Wade ends by questioning whether the playwright will again summon the creative energy of his off-off-Broadway work. Bottoms does not share Wade’s doubts on this question. Bottoms sees Shepard as a writer who continues to experiment, “redeploying previous techniques and branching out in different directions in a visible attempt to challenge both himself and his audiences.”

Tracing the development of Shepard’s playwriting in a more traditional approach, Bottoms charts Shepard’s various shifts of directions, pointing out that “instability” is a distinguishing feature of the work. He insists that Shepard’s work is dominated by patterns of internal tension and contradiction, which “operate to generate a plethora of possible meanings” and can often be seen as an unresolved conflict between modernist and postmodernist perspectives on such issues as “the nature of self-identity, the search for coherence and meaning in late capitalist culture, and the creative process itself.” In The Tooth of Crime, for example, Hoss reflects on the reality of an America in which competing media fictions have colonized the imagination: “While you’re ridin’ in your radio or walkin’ through the late late show, ain’t it a drag to know you just don’t know.” Paulette has a different take on the nation’s stagnation in Suicide in Bb, however: “You can’t get to anything new. You’re repeating yourself.”

Bottoms associates Shepard’s concern for an authentic self-expression and a more spontaneous free-flowing creativity with the modernist tradition. Like the modernists, Shepard seeks to create a truly personal language, in a work full of subconscious desires and recurring motifs and myths, suggesting its universal resonance. But according to Bottoms, since postmodern artists subsequently challenged the very idea of an “authentic” inner depth, as Shepard matured, he adopted a more conscious control of his fragmented subconscious and thus moved closer to a postmodernist aesthetic. Here he cites Shepard’s use of abrupt juxtapositions of apparently unrelated material to highlight the gaps between them and to suggest the discontinuity of experience. “In Back Bog Beast Bait,” he writes, “two refugees from a Western arrive in a gothicized Southern swamp-shack. . . . In Shaved Splits the revolution invades the boudoir of a porn queen. In The Holy Ghostly a would-be New York rock star meets Indian demons in the middle of the desert while his father totes a bazooka.” For Bottoms, the writing moves from the self-absorbed, primarily modernist sensibility of the early plays to a broader postmodernist exploration of the superficiality of contemporary life. He shows how the playwright [End Page 165] complicates gender roles and deconstructs the male gaze in Fool for Love, how his treatment of the female is ambivalent in the film Paris, Texas, and how the masculine and feminine categories collapse in A Lie of the Mind.

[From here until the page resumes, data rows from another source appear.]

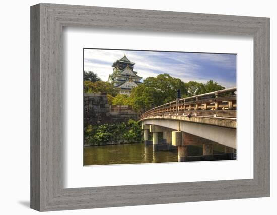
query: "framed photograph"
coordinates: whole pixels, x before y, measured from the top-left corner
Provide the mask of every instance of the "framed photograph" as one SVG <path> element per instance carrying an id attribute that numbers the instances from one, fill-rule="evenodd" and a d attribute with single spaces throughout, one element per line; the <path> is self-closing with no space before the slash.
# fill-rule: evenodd
<path id="1" fill-rule="evenodd" d="M 31 8 L 31 207 L 269 196 L 269 19 Z"/>

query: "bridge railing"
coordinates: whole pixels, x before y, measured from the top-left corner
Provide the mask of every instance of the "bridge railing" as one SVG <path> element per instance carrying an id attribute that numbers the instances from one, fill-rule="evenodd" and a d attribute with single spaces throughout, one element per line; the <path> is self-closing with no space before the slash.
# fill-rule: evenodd
<path id="1" fill-rule="evenodd" d="M 141 119 L 156 116 L 186 114 L 235 118 L 236 91 L 237 88 L 233 87 L 176 99 L 145 112 L 142 114 Z"/>

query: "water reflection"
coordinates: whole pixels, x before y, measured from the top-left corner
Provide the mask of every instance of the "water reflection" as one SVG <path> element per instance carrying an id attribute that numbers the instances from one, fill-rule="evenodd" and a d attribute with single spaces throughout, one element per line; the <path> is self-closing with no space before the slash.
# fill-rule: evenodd
<path id="1" fill-rule="evenodd" d="M 177 150 L 154 152 L 151 145 L 130 144 L 86 147 L 85 165 L 178 161 Z"/>
<path id="2" fill-rule="evenodd" d="M 224 151 L 222 146 L 214 146 L 214 154 Z M 190 156 L 202 155 L 201 146 L 189 146 Z M 177 150 L 153 152 L 152 145 L 129 144 L 86 147 L 84 165 L 103 164 L 141 164 L 147 163 L 177 162 Z"/>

Bottoms is most engaging when he traces cross-disciplinary currents in Shepard’s work, discovering parallels in Jack Kerouac and the Beat writers; Jackson Pollock, Roy Lichtenstein, and many pop artists; Kenny Clarke, Ornette Coleman, and Charles Mingus; Thomas Pynchon, Donald Barthelme, and the fiction writers of “dirty realism”; Wim Wenders and superrealist photography. Though Shepard’s monologues are frequently compared to operatic arias and his writing is commonly described as “jazzy,” Bottoms’s readings of the plays’ musical patterns are still original, particularly his analysis of the musical influence in Chicago, Cowboys #2, Red Cross, Angel City, and Suicide in Bb.

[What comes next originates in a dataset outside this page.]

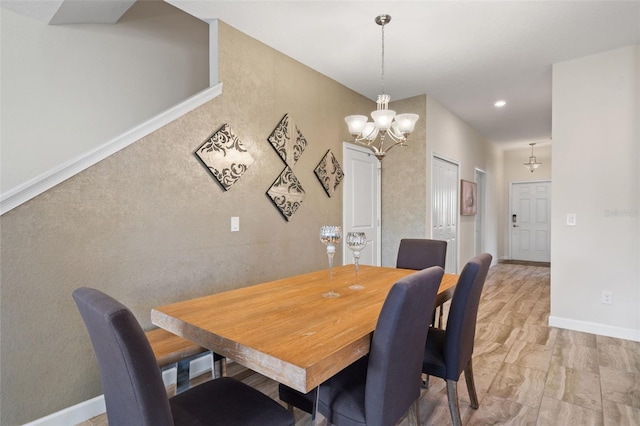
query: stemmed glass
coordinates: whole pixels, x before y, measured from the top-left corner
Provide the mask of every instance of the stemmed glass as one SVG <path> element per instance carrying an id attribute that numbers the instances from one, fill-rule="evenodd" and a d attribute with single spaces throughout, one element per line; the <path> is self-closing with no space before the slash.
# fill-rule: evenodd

Bottoms opens these texts up, proposing that the plays are alive by contradiction and through complicated layering. He generally weaves back and forth between several plays, always pointing toward the multiple interpretations possible (feminist, psychoanalytical, etc.), requiring the reader’s critical engagement. Whereas Wade casts a dark shadow over Shepard’s future, Bottoms provides valuable evidence of the playwright’s role in creating new theater.

Christiane Riera Salomon

Christiane Riera Salomon is a student in the dramaturgy and dramatic criticism program at the Yale School of Drama.